For many HPC users, their needs are not evenly distributed throughout a year: some might need few – if any – resources for months, then they might need a very large system for a week. For those kinds of users, large on-premises systems might not make much sense, and “cloud bursting” – renting lots of cloud resources for brief, intensive computing – is a more viable alternative. In a new case study, IBM Research described how they burst to the IBM Cloud to advance their electronic design automation (EDA) workloads, reaching bursts of up 11,000-plus cores.

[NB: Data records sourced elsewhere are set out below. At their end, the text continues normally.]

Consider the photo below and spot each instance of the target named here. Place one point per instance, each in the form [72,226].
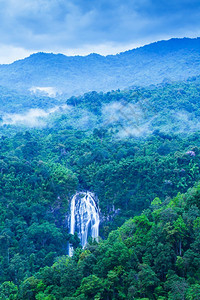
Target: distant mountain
[55,74]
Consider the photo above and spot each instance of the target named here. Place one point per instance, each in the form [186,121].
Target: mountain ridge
[174,60]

The authors present an optical proximity correction (OPC) workload, wherein an engineer’s intended semiconductor design undergoes shape manipulation before that new shape is used to create a photomask that is then applied in fabrication. There are trillions of possibilities for these semiconductor shapes, leading the workload to be “computationally intensive, embarrassingly parallel and a perfect example for cloud bursting.”
“By breaking up the design into millions of tiles and then running OPC on all of the tiles in parallel, one can take a slow step in the semiconductor manufacturing process and speed it up by an order of magnitude,” they wrote. “OPC run times are usually limited by the number of cores available on a farm. OPC runs that might take over a week using ~2000 [cores] can be scaled to 10,000 cores or much higher in the cloud, with a tremendous runtime improvement. Considering that a typical semiconductor device may have well over 50 mask layers (all of which need OPC), reducing the OPC run time of each layer translates directly to critical time-to-market gains[.]”

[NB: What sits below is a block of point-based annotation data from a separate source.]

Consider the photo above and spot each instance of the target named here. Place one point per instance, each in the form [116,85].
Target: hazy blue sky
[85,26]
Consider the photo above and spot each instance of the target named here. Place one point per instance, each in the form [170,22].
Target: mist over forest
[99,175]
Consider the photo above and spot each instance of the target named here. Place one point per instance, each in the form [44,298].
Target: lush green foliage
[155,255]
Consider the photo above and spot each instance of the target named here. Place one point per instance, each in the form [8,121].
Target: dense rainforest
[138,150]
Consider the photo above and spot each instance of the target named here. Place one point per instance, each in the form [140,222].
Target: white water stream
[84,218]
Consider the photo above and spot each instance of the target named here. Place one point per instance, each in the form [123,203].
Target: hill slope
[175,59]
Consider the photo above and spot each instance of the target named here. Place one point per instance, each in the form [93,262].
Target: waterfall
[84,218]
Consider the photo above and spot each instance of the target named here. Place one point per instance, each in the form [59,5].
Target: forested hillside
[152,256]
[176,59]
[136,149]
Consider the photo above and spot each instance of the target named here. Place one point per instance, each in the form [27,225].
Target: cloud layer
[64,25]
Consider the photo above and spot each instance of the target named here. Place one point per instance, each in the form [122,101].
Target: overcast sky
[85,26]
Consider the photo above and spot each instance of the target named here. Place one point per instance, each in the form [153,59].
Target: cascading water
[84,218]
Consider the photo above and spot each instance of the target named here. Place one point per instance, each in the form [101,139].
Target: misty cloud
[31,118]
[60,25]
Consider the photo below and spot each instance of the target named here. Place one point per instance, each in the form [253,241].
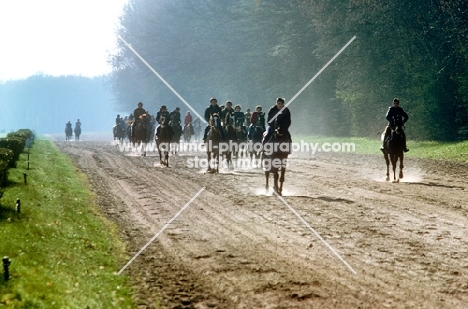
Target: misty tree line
[45,103]
[252,51]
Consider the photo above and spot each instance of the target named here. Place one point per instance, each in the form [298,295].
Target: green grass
[64,253]
[451,151]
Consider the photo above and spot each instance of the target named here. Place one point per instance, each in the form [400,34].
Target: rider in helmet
[209,111]
[396,116]
[278,116]
[257,116]
[175,115]
[227,111]
[163,117]
[247,116]
[138,112]
[239,116]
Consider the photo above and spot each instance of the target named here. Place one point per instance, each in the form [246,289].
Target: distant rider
[396,116]
[209,111]
[163,117]
[257,118]
[278,117]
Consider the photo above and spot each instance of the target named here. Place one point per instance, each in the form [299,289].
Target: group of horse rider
[396,117]
[68,125]
[278,116]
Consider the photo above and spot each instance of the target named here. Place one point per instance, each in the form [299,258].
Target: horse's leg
[394,158]
[158,144]
[208,153]
[283,171]
[387,161]
[401,165]
[275,183]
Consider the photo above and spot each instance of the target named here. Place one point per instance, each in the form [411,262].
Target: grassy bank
[453,151]
[64,253]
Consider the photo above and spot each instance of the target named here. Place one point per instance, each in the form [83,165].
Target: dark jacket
[176,117]
[239,119]
[212,110]
[226,112]
[163,118]
[283,120]
[396,116]
[138,112]
[258,116]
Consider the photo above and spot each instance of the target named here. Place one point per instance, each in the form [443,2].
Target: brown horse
[163,142]
[188,130]
[139,133]
[275,155]
[213,140]
[231,138]
[394,152]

The IBM Research team applied Synopsys’ Proteus suite across all three steps of the OPC workflow (retargeting, the OPC itself and verification). For cloud provisioning, the researchers leveraged both Ansible and Terraform to provision a Linux cluster across three datacenters that ranged from 2,000 to a peak of 11,400 physical cores. On these resources, they simulated a hybrid cloud infrastructure by linking cloud resources in their US-South region to cloud resources in Great Britain. (“The configuration is similar to what might be used in a typical customer burst scenario where the license servers in US-South represent an on-prem data center, and the Linux cluster in EU-GB represents burst compute capacity[.]”)
“The OPC portion of the recipe is expected to scale linearly throughout a broad range of core counts and is a good indication of scalable performance of cluster infrastructure,” the researchers concluded. “[This] is remarkable for a number of reasons.” First, they said, they used virtual instances across three availability zones, and despite physical limitations to latency improvements, they “did not observe any evidence of latency issues”; second, the shared filesystem performed similarly well under the same conditions; and third, they “do not observe indications of network latency on the application network between the head node and worker processes.”
“For future work, we plan to expand these scaling results even higher,” they wrote. “The primary questions are: How many clones of Michelangelo are possible? And what’s the shortest amount of time we can achieve for painting our version of the Sistine Chapel?”